Dois dos três índios canadenses que estão participando dos V jogos dos Povos Indígenas como observadores dormiram esta noite na maloca dos índios Wai-Wai. Alex Nelson, membro da Nação Musgamagw e Presidente dos Jogos Indígenas da América do Norte, e Jake Chaplin, integrante da nação Métis, foram recebidos na porta da oca por um grupo de homens e mulheres Wai-Wai que cantavam músicas da tribo.
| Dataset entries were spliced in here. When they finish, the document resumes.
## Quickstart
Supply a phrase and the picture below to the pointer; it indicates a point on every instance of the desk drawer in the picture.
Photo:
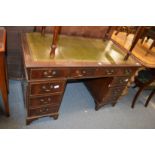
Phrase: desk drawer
(46, 87)
(82, 72)
(115, 92)
(48, 73)
(108, 71)
(53, 99)
(119, 81)
(43, 111)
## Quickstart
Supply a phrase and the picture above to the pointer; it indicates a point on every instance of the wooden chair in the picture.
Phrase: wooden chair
(144, 80)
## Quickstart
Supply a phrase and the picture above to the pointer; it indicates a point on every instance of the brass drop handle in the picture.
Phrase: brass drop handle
(45, 89)
(46, 74)
(109, 71)
(78, 73)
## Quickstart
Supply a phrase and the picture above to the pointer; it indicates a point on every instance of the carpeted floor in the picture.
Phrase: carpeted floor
(77, 111)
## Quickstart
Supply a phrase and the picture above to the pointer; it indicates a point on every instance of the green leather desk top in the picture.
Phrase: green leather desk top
(78, 49)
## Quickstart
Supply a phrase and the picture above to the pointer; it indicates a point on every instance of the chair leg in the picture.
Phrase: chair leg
(136, 96)
(149, 98)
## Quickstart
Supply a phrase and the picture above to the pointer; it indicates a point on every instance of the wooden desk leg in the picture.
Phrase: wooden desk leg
(3, 85)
Assim que entraram, o cacique Iranildo Manasá e João Ichotó, índio Wai-Wai que fala inglês fluentemente e é coordenador do grupo nos Jogos, deram as boas-vindas. Todos concordaram que tinham muito a conversar.

Para Alex a experiência o faz lembrar seus antepassados, que moravam e dormiam assim como os Wai-Wai. “Estou ansioso para voltar a me encher com os espírito dos meus antepassados que viviam exatamente assim.” A expectativa de Jake não era diferente. “Dormir com meus irmãos nessa parte do mundo é para mim uma emoção única.” Era a primeira vez que os índios canadenses dormiriam em rede. A equipe da FUNAI foi a única que documentou o encontro. (Maria Luiza Silveira)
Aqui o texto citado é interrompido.